Congresso derruba veto a perdão de dívidas e isenção de impostos para templos religiosos

Com aval do presidente da República, Jair Bolsonaro, o congresso derrubou um veto do próprio chefe do Planalto para anistiar dívidas tributárias de templos religiosos com a Receita Federal. 

Documento enviado pela liderança do governo aos parlamentares nesta semana estima a renúncia tributária de R$ 1,4 bilhão nos próximos quatro anos. De estoque acumulado em anos anteriores, deixariam de ser cobrados R$ 221,94 milhões.

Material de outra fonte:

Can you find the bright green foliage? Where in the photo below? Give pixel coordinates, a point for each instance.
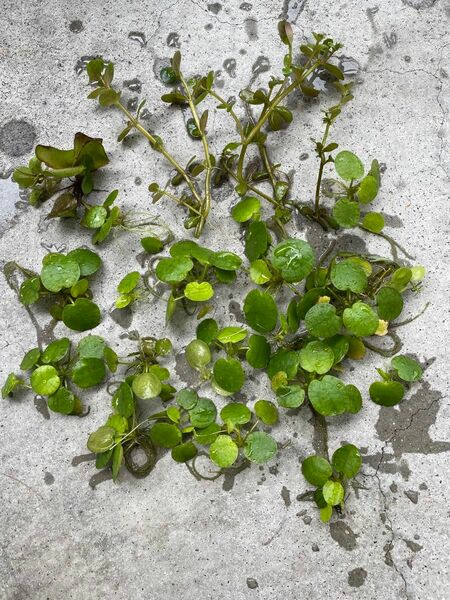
(63, 279)
(294, 259)
(348, 166)
(347, 275)
(360, 319)
(407, 368)
(310, 318)
(322, 321)
(60, 365)
(347, 460)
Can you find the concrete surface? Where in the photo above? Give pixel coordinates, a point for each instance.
(169, 536)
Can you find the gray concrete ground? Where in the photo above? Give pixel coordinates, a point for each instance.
(169, 536)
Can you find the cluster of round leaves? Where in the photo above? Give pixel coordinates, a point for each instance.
(182, 428)
(64, 279)
(50, 371)
(191, 271)
(330, 479)
(355, 189)
(227, 375)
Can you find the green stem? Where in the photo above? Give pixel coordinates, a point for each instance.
(230, 111)
(137, 125)
(206, 204)
(323, 162)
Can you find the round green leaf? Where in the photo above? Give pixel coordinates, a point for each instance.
(232, 335)
(227, 261)
(340, 346)
(333, 492)
(389, 303)
(79, 288)
(245, 209)
(258, 352)
(360, 319)
(94, 217)
(235, 413)
(386, 393)
(259, 272)
(367, 189)
(257, 240)
(88, 372)
(123, 400)
(184, 452)
(173, 270)
(63, 401)
(29, 291)
(186, 398)
(400, 278)
(88, 261)
(82, 315)
(348, 275)
(198, 292)
(316, 470)
(229, 374)
(261, 311)
(101, 440)
(203, 413)
(294, 259)
(197, 354)
(165, 435)
(347, 460)
(283, 360)
(146, 386)
(223, 451)
(260, 447)
(59, 272)
(407, 368)
(322, 321)
(30, 359)
(290, 396)
(56, 351)
(152, 245)
(348, 166)
(316, 357)
(266, 412)
(11, 383)
(347, 213)
(207, 330)
(206, 436)
(91, 346)
(129, 282)
(373, 222)
(45, 380)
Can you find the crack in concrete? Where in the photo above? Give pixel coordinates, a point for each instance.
(389, 546)
(438, 100)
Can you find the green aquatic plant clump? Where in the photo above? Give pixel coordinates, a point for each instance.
(307, 319)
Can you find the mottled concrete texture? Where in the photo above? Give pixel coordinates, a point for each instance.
(170, 537)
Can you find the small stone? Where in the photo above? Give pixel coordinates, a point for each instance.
(252, 583)
(412, 495)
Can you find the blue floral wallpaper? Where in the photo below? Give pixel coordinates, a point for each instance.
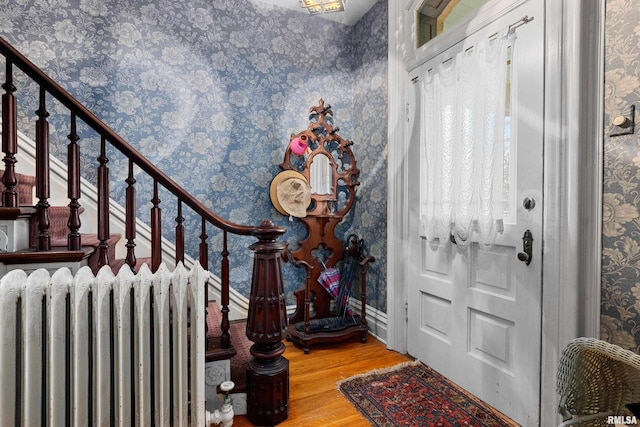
(210, 91)
(620, 295)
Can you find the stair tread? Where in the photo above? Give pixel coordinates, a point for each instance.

A proposta exclui os templos religiosos do rol de contribuintes da Contribuição Social sobre o Lucro Líquido (CSLL), ampliando o alcance da imunidade prevista na Constituição. Além disso, perdoa as dívidas acumuladas com esse tributo no passado.

Bolsonaro vetou a medida com o argumento de que o dispositivo foi aprovado sem compensação fiscal e a sanção poderia ser classificada como crime de responsabilidade - dando margem para um processo de impeachment.

Mas, por outro lado, se manifestou favorável à não tributação de templos e estimulou a derrubada do próprio veto.

As igrejas têm imunidade constitucional contra a cobrança de impostos, mas a proteção não alcançava as contribuições, como a CSLL (sobre o lucro líquido) e a previdenciária.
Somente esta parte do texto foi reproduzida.